The page number is not held in the querystring of the link or anything that simple.
However, I can't get Screen-Scraper to effectively click the next button. After checking out the scource code it seems the page does a postback but I can't see where the arguments are to specify what page is to be viewed.
(Sorry for not being very lucid. Javascript isn't my strong point :))
Any ideas?
Using 'Next' link that fires off Javascript
Doesn't viewstate in asp.net hold all the info on the form? Knew I shoulda played around with .net more :) (I'm an ASP coder by trade).
I think I got a little daunted and thought they were doing clever stuff but considering requests and responses will be text (even the headers) then presumably screen-scraper can grab it.
Great product btw :)
I use Firefox serial-scrapist, hadn't thought of using the debugger in it - I'll check it out.
And thanks todd. That made sense. Didn't think to capture the viewstate parameter.
I'll let you know how I get on.
Using 'Next' link that fires off Javascript
Hi,
Most web apps that run on .NET use this "__VIEWSTATE" parameter. Fortunately, it's not quite as scary as it may appear.
First, I would recommend using screen-scraper's proxy server to record what occurs when you click the "Next" link. Once you have that page captured, add it to a scraping session. You'll notice that there are five parameters being passed in the POST request:
__EVENTTARGET
__EVENTARGUMENT
__VIEWSTATE
usrSearchBox:Text1
hidFormHolder
To handle this, you simply need to extract each those elements from the first search results page, then embed the values as session variables in the POST parameters list. For example, to extract the "__VIEWSTATE" parameter, your extractor pattern would look like this:
name="__VIEWSTATE" value="~@VIEWSTATE@~"
You'll want to be sure that the "Save in session variable?" box is checked for the "~@VIEWSTATE@~" extractor pattern token. After that, you could then embed the extracted VIEWSTATE value in your POST parameter using this token:
~#VIEWSTATE#~
Hopefully that helps.

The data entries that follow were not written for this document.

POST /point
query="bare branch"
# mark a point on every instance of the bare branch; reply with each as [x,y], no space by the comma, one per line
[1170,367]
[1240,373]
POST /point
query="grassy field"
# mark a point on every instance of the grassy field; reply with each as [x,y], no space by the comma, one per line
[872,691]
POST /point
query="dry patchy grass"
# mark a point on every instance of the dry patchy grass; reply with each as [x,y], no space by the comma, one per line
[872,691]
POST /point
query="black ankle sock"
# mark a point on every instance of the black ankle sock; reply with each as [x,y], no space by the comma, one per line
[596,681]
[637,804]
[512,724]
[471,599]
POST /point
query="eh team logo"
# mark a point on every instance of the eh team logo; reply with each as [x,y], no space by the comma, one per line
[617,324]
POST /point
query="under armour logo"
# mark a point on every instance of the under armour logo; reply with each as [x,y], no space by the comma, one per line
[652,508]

Just let me know if I can clarify anything.
Kind regards,
Todd Wilson
Using 'Next' link that fires off Javascript
try constructing a url of the form (looks like it may need some urlencoding
SearchResults.aspx?__EVENTTARGET=dunno&__EVENTARGUMENT=dunnoeither&__VIEWSTATE=dunnoagain
this should do the trick , i think the venkman js debugger in firefox may help you find out what the values should be.
The code looks a little sloppy so I'll be suprised if a GET request was filtered
G (SS)